Despite the satisfying work, Neville recognized as he got into his 30s that he didn't seem to be moving any closer to having a wife and a house full of kids or, as he put it, "The American dream, right?"
"I had a good career going, and I had stuff, but it just didn't seem to mean much without having anybody to share it with," he said. "You just need that special someone."
Turns out she had been close by all along.
* * * * *
Neville had known Tanya Legacy since he became friends with her parents. Twelve years younger than he, she was about 12 when they first met. She would help him when he visited; he was more like an uncle.
She gave birth to the twins, but never married their father. Taken with Neville's caring manner — "It was like everybody was family to him," she said — she broached the subject of dating, but Neville told her that if she was still single at 30, he would consider it.
"I told her I wanted her to find a normal life," Neville said. "It was somewhat a joke, but somewhat serious to me."
He was always part of the twins' lives; there's a photo of him visiting them in the hospital when they were born. Years passed. Tanya turned 30. They started dating.
The boys weren't aware of it at first — Bryant and Tanya kept it quiet in case things didn't work out — but they must have known something.
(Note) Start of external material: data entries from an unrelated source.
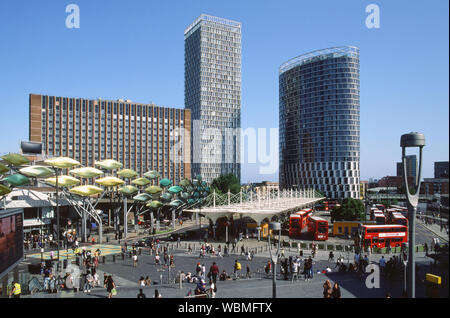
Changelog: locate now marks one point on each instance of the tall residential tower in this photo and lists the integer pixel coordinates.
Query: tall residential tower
(319, 122)
(213, 94)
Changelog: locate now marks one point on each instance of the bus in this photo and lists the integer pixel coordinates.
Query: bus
(379, 218)
(374, 211)
(330, 205)
(398, 218)
(298, 221)
(318, 228)
(380, 236)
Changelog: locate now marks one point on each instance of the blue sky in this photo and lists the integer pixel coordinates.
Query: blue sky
(135, 50)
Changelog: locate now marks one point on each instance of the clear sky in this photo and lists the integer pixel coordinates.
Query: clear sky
(135, 50)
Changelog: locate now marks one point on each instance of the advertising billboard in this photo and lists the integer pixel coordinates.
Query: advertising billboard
(11, 239)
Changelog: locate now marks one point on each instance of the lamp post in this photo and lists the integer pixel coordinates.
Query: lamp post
(412, 139)
(274, 226)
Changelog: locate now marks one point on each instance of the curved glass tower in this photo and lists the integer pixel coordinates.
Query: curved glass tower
(319, 122)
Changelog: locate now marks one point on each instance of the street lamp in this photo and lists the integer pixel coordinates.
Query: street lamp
(274, 226)
(412, 139)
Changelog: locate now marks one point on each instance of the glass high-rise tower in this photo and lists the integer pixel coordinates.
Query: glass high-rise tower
(320, 122)
(213, 94)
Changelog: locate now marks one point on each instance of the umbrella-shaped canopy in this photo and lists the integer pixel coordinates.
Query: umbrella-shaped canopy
(86, 190)
(4, 189)
(165, 182)
(176, 203)
(127, 173)
(153, 189)
(185, 195)
(184, 182)
(37, 171)
(152, 174)
(109, 164)
(128, 190)
(63, 181)
(141, 182)
(154, 204)
(86, 172)
(15, 159)
(109, 181)
(143, 197)
(3, 168)
(62, 162)
(175, 189)
(17, 180)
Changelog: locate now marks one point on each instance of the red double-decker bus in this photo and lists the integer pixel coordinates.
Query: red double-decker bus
(298, 221)
(379, 218)
(318, 228)
(383, 235)
(398, 218)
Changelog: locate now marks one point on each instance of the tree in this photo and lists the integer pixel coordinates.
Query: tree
(226, 182)
(350, 210)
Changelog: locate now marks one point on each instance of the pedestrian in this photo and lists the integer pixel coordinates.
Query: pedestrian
(327, 290)
(134, 260)
(336, 292)
(110, 287)
(16, 290)
(141, 294)
(141, 281)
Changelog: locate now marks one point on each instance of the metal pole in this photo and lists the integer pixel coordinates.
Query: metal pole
(57, 213)
(125, 223)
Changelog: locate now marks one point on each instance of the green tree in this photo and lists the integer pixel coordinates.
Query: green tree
(226, 182)
(350, 210)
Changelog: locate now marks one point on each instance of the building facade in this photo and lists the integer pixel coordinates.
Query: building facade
(319, 122)
(213, 94)
(441, 169)
(142, 137)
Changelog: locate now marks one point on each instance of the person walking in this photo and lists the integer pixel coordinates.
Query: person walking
(110, 287)
(327, 290)
(16, 290)
(141, 294)
(336, 292)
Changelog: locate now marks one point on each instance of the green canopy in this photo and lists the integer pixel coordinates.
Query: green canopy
(141, 181)
(153, 189)
(143, 197)
(86, 190)
(127, 173)
(37, 171)
(109, 181)
(128, 190)
(165, 182)
(15, 159)
(63, 181)
(3, 168)
(154, 204)
(184, 182)
(17, 180)
(176, 203)
(86, 172)
(4, 189)
(175, 189)
(62, 162)
(152, 174)
(109, 164)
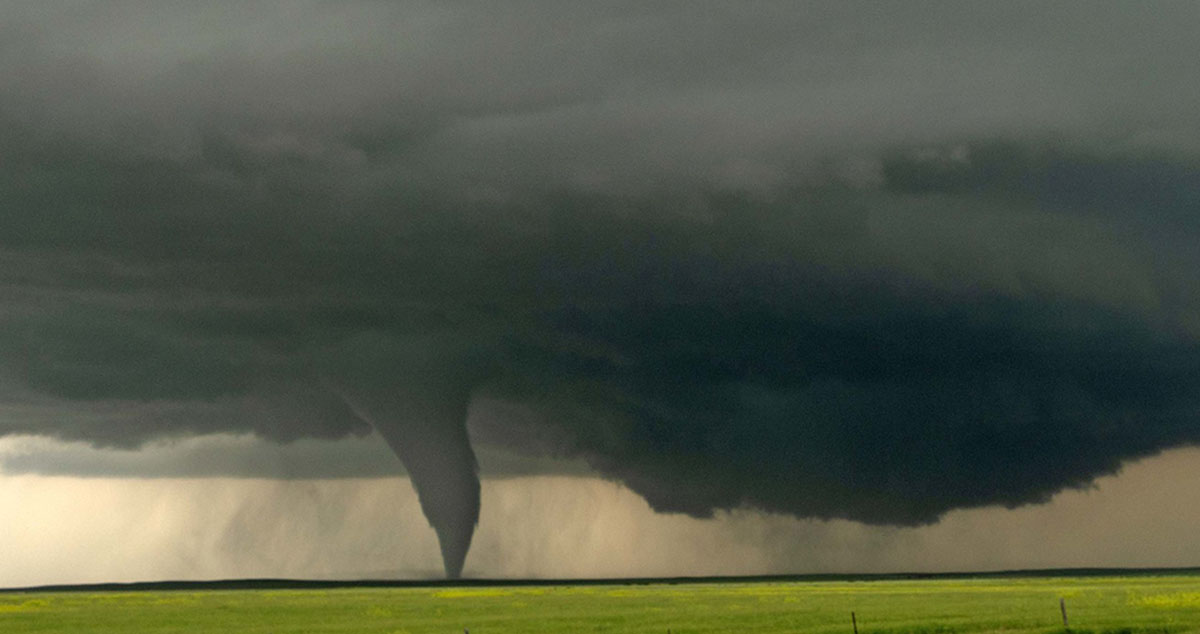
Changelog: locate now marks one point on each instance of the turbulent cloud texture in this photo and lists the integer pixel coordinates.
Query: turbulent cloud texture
(847, 261)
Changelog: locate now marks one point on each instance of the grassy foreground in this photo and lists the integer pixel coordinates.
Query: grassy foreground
(995, 604)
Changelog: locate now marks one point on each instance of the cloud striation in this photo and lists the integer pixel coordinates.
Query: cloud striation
(844, 261)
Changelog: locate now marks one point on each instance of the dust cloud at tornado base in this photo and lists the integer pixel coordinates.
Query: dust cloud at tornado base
(943, 259)
(555, 527)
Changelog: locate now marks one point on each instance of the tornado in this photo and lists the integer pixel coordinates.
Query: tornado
(420, 410)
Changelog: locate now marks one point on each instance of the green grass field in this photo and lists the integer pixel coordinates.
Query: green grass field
(1111, 604)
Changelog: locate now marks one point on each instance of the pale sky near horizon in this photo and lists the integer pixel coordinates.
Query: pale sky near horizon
(851, 277)
(121, 530)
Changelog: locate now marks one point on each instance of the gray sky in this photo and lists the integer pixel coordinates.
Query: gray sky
(849, 261)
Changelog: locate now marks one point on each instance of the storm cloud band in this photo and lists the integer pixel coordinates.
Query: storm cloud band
(840, 261)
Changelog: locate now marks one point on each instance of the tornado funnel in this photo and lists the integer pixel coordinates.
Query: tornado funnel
(420, 410)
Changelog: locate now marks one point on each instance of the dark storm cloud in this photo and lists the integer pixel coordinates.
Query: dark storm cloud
(853, 261)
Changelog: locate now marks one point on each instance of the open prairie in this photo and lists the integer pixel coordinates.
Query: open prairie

One December, when he was about 5, Zachary announced to his mother that he wanted a dad for Christmas. Tanya asked if he had anyone in mind.
So the boys have their dad, and Neville has his family, although his approach to fatherhood requires a certain creativity. With the older boys, Neville said the biggest challenge is not being able to teach the finer points of sports, especially baseball. He has the knowledge but not the wherewithal to demonstrate.
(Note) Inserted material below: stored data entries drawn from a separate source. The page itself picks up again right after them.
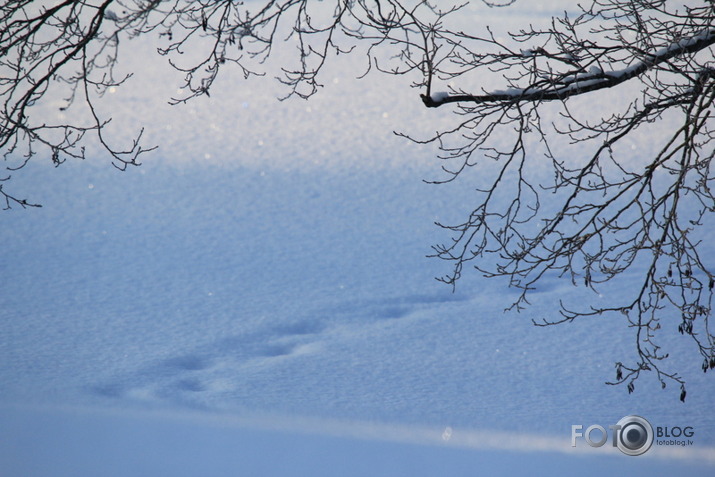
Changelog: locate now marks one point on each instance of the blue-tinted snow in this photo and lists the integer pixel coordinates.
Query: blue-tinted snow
(267, 266)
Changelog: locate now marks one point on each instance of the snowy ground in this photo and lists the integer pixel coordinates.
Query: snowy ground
(255, 300)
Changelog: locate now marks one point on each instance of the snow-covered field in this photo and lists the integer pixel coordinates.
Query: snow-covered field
(255, 300)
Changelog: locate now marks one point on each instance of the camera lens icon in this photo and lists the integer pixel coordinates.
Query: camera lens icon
(635, 435)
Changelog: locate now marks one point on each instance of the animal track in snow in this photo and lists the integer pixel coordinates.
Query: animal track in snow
(216, 372)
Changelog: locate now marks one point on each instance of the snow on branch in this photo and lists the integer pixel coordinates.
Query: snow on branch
(572, 85)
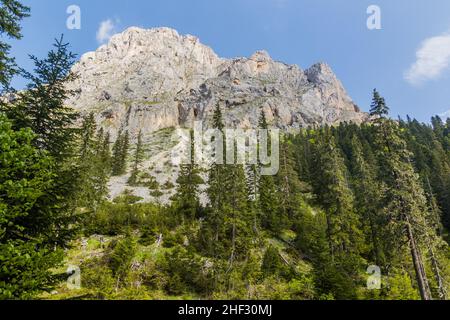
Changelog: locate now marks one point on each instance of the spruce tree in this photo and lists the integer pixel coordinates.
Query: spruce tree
(269, 202)
(403, 201)
(42, 107)
(138, 158)
(120, 154)
(11, 13)
(186, 200)
(27, 226)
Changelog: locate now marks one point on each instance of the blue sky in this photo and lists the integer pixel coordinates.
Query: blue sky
(293, 31)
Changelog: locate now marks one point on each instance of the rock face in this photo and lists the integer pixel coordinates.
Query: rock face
(156, 80)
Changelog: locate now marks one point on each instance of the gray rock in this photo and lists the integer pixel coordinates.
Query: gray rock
(155, 80)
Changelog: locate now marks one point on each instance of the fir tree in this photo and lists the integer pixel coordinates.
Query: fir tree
(27, 226)
(42, 107)
(138, 158)
(403, 200)
(186, 199)
(11, 13)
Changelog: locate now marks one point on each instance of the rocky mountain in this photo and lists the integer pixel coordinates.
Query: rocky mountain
(156, 80)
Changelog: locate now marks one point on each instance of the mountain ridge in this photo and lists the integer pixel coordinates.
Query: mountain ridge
(152, 79)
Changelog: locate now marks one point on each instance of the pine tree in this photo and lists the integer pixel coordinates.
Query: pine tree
(269, 205)
(378, 107)
(367, 196)
(403, 201)
(138, 157)
(27, 226)
(94, 159)
(120, 154)
(216, 186)
(42, 107)
(11, 13)
(186, 199)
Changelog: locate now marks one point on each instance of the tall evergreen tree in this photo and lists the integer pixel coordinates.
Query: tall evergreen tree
(120, 154)
(403, 200)
(269, 202)
(42, 107)
(186, 199)
(138, 158)
(11, 13)
(27, 227)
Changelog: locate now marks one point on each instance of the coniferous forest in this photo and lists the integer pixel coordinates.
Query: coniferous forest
(349, 202)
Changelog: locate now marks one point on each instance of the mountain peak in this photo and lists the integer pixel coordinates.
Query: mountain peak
(152, 79)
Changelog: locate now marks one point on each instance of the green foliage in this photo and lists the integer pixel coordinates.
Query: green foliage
(26, 226)
(11, 13)
(120, 154)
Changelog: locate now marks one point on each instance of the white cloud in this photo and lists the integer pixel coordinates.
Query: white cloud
(433, 58)
(106, 30)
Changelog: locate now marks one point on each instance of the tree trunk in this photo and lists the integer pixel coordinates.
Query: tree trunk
(418, 265)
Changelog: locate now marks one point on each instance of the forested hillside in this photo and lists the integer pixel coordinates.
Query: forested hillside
(345, 198)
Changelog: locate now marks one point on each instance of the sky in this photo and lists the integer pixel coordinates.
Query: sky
(407, 60)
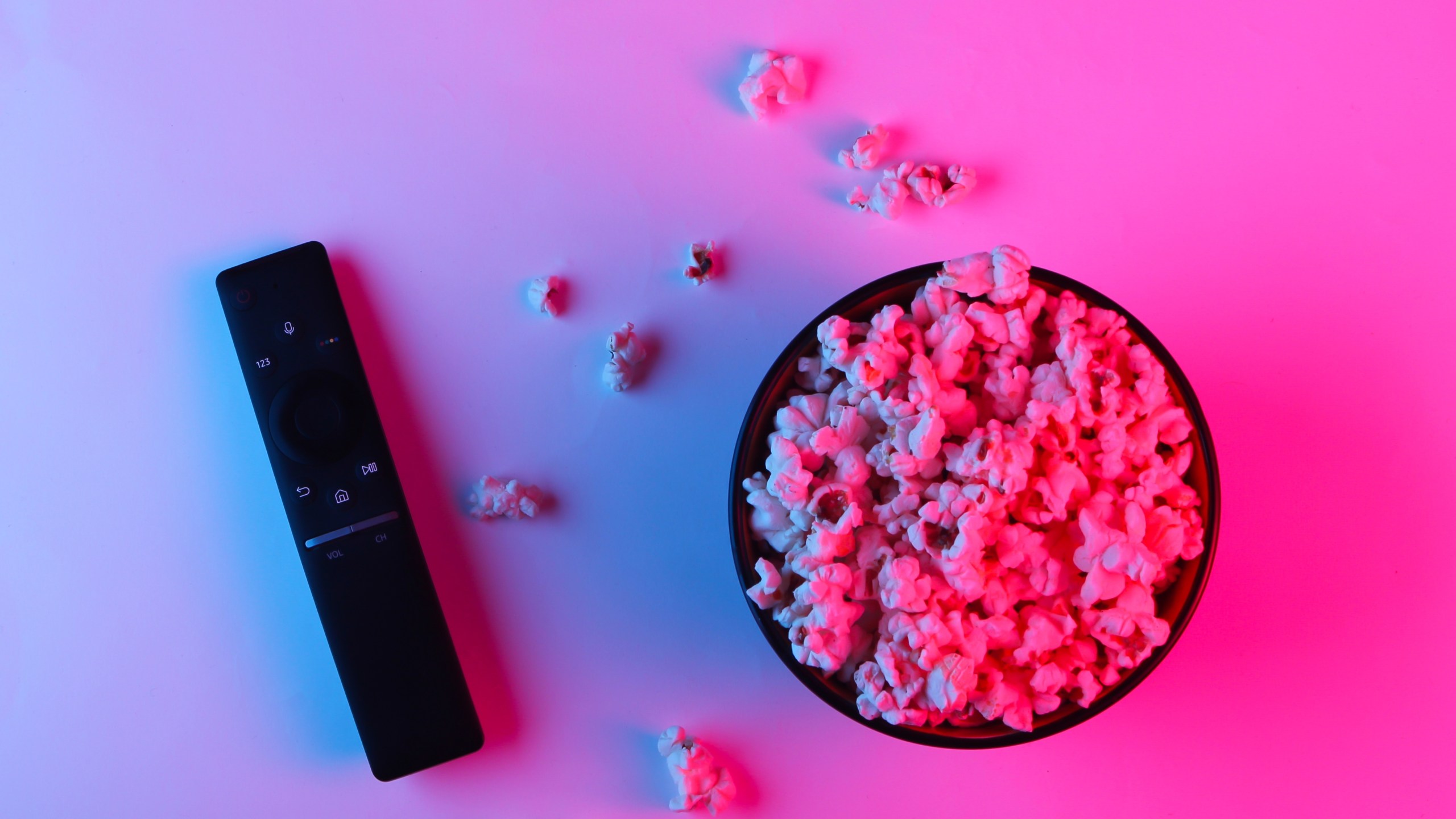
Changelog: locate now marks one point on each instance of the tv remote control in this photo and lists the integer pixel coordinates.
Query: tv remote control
(347, 511)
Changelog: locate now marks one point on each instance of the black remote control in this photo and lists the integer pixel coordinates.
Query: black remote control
(347, 511)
"So often I do not feel handicapped," he said, "but then I feel very disabled."
Fortunately, he can count on his father and father-in-law to stand in for him.
With the baby, the best times are when Kenneth is placed on the tray of Neville's chair, and he puts his head on his dad's arm or shoulder. It's the closest Neville comes to holding his son.
Many of us take for granted being able to sweep our children into our arms. Neville has to, as he says, "pick and choose my opportunities."
That's how a lot of his life goes, having to rely on the goodness of others for his most basic needs. He and Tanya and the boys live next door to Bryant's parents and across the street from Tanya's. Everyone has a role in this intricate web of love and support, whether it's Neville's father-in-law getting him out of bed each morning and sharing a cup of coffee with him, or the twins washing their dad's hair or brushing his teeth before going to school.
The linchpin of it all is Tanya.
"God found me my perfect match, and I love her more than words can express," Neville said. "I am certainly nothing special, but I sure have special all around me."